M. Delorme, [42] médecin de cour et surintendant des eaux de Bourbon, y est mort. Il n’était pas ignorant, mais grand charlatan et effronté courtisan. [12] Il est arrivé un grand désordre à Calais : le feu [43] s’y est mis par malheur en divers endroits dans les halles où tout le foin a été brûlé, dont on avait fait provision, et dans le port même, où d’autres commodités qui servaient fort à la cour ont été perdues. Mais voici d’autres nouvelles : [13][44] les Espagnols avaient délibéré de venir attaquer nos lignes devant Dunkerque ; le maréchal d’Hocquincourt [45] s’est chargé de la commission de découvrir les ennemis ; [14] il vint devers notre armée et s’en approcha de si près, mais à son malheur, que les Suisses [46] tirèrent sur lui et y fut tué sur place ; voilà un traître bien récompensé ! [15] Cela n’empêcha point que les Espagnols, le jour suivant, n’entreprissent de venir devers notre armée pour attaquer nos lignes. Le Mazarin en eut avis de bonne heure, qui en avertit M. le maréchal de Turenne, [47] qui aussitôt, laissant nos tranchées garnies, emmena le restant de son armée avec sept canons et s’en alla au-devant des ennemis qu’il trouva en deux corps d’armée, dont l’un était conduit par don Juan d’Autriche [48] et l’autre par le prince de Condé, [49] à qui on tua son cheval et qui fut bien heureux de se sauver. Tous ses gens et ses braves sont pris, excepté Persan [50] et Marsin. [51] On tient Bouteville, [52] Coligny, [53] le comte de Meille, [54] Guitaut, [55] La Roche, [56] capitaine de ses gardes ; son écuyer y a été tué. [16] Ah ! le beau coup si le prince de Condé eût été attrapé, il serait rentré dans la Bastille. Je ne vous en dirai point davantage, il y a une relation de cette bataille faite tout exprès, laquelle sans doute ira jusqu’à Lyon. [17] Les Espagnols ont entrepris cette attaque de nos lignes pour deux raisons : la première était qu’ils n’avaient point d’argent et qu’ils ne pouvaient plus retenir leur armée ; la seconde, c’est l’approche du maréchal de La Ferté-Senneterre [57] qui, étant joint à notre armée devant Dunkerque, leur ôtait toute occasion d’entreprendre d’attaquer nos lignes.

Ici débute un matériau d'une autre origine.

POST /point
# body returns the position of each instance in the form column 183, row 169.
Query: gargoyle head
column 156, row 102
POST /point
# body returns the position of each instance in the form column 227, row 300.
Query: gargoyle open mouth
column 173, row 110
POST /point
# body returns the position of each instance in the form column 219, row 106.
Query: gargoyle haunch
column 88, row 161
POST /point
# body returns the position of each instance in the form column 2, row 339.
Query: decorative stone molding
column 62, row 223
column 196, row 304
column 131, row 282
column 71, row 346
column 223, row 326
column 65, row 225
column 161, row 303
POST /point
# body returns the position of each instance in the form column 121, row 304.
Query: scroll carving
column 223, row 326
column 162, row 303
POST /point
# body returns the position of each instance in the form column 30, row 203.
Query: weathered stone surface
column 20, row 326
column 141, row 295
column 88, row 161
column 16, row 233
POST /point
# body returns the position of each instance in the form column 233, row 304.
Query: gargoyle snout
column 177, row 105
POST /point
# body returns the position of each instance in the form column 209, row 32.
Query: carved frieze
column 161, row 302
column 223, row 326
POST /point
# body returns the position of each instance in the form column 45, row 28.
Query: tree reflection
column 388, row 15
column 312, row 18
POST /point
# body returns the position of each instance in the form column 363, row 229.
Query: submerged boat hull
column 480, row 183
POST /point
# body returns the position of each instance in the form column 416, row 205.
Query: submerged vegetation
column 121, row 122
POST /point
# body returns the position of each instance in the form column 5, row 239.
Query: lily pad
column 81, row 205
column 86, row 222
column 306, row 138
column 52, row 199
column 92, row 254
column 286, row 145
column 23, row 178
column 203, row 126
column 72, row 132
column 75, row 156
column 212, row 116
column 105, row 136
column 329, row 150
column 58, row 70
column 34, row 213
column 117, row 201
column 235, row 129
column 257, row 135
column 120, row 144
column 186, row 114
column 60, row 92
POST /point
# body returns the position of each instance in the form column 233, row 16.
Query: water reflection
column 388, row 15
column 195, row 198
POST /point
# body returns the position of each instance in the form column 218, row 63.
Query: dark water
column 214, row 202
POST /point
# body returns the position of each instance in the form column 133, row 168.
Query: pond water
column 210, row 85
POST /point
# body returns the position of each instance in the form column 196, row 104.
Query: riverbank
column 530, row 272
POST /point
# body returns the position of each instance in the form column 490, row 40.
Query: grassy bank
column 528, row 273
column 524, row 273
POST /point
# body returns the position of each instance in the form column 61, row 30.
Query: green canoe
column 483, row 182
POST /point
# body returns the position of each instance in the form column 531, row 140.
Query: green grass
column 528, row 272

Nous avons quantité d’autres prisonniers, et entre autres le gouverneur d’Anvers. [58] Ils disent que les Flamands ont de nouveau une grande obligation au prince de Condé et qu’il a fait grand devoir en cette dernière déroute.

L’Italie est fort affligée aussi, tant pour les bandits qui font rage dans le royaume de Naples [59] que pour la peur qu’ils ont d’un grand armement que nous avons à Toulon, [60] qui est prêt de partir pour ce pays-là, où se doivent aussi trouver plusieurs milliers d’Anglais. Et la peur en est augmentée parce que les Espagnols n’y ont point d’argent, que le duc de Modène [61] y est le maître et que le duc de Mantoue [62] a pris la neutralité, ne se pouvant plus défendre contre nous. [18] La reine de Suède [63] est arrivée à Rome. Le pape, [64] qui était à Castel Gandolfo, [19][65] lui a envoyé des rafraîchissements, savoir des confitures, des bouteilles de vin, etc. ; peut-être des médailles, des chapelets, des indulgences et autres bagatelles de ce pays de papolatrie. Dès le lendemain qu’elle fut arrivée, les cardinaux la furent visiter. On trouve à Rome qu’elle est devenue plus civile et plus traitable, et moins superbe qu’elle n’était en l’autre voyage. Je ne sais pourtant si quelqu’un de la parenté du pauvre Monaldeschi, [66] qu’elle fit assassiner, ne lui fera point quelque querelle d’Allemand.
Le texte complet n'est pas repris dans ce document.